New Zealand’s Department of Internal Affairs has revealed that its citizens spent NZ$2.33 billion (€1.39bn/US$1.71bn) on gambling in 2016 than compared to the previous year. This 5.7% increase in gambling spend was recorded over the course of the 2016-2017 tax year.
However, although the general trend is toward greater spending in the sector, not all gambling industry players enjoyed an uptake in their profits last year. Whilst Kiwi players are definitely playing and spending more on lotteries and non-casino gaming machines, sports betting and traditional casinos actually experienced a decrease in profits.
Lotteries & Machines Take Lion’s Share
According the New Zealand Department of Internal Affairs, the main contributors to this increase in expenditure were non-casino gaming machines. The Department defines non-casino gaming machines as partly or wholly electronically or mechanically operated devices used for gambling in venues other than casinos. Affectionately referred to “pokies”, these machines can usually be found in night clubs and hotels. Spending on non-casino machines went up by 3.1% to NZ$843 million over the period in question.
The greatest increase in gambling expenditure was seen in local lotteries, with players wagering NZ$395 (26.8%) more than in 2015-16. This massive increase was the result of significant changes to lotto games in the country during the period. These changes helped players to win more often and to enjoy larger “Powerball” prizes.

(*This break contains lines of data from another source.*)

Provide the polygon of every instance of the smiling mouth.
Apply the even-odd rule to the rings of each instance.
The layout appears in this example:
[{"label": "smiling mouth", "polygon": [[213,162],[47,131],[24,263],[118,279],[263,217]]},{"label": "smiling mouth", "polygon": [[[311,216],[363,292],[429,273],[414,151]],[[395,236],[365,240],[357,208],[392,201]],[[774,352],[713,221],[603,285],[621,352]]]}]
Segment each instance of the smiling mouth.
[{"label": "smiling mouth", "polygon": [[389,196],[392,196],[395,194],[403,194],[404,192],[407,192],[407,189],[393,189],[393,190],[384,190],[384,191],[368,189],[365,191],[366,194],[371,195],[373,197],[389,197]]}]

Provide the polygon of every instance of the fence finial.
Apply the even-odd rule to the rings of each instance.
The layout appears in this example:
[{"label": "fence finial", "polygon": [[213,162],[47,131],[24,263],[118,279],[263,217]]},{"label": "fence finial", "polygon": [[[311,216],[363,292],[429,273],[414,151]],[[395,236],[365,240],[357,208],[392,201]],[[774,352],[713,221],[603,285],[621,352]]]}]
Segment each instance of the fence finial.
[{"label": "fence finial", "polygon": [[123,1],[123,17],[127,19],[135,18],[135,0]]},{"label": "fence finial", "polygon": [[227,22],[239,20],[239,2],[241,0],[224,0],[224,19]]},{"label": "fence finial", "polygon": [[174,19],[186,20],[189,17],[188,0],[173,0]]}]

Casinos and Sports Betting Lose Out
In contrast to the increase in spend on lotteries and Pokies, there was actually a marked decrease in the amount spent on TAB racing, sports betting, and at land-based casinos over the 2016-17 tax year. Gamblers spent NZ$722 million (1.3% less than in the previous year) on TAB racing and sports betting and NZ$586 million (down 2.4%) at the country’s six casinos during this period.
Communities Reap the Benefits
Thanks to this NZ$125 million increase in expenditure, an estimated NZ$722 million (30.9% of total gambling spend) was invested into local communities.
Funds from non-casino gaming machines are provided to communities in two ways by the New Zealand government. The first is via grant arrangements with operators to distribute funds to various community groups. The second is the return of funds to operators like clubs and hotels to apply as they see fit.
Meanwhile, the profits from New Zealand’s publicly regulated lotteries are transferred to the New Zealand Lottery Grants Board (NZLGB). The NZLGB distributes these profits to fund sports, recreation, arts, and community projects in the country.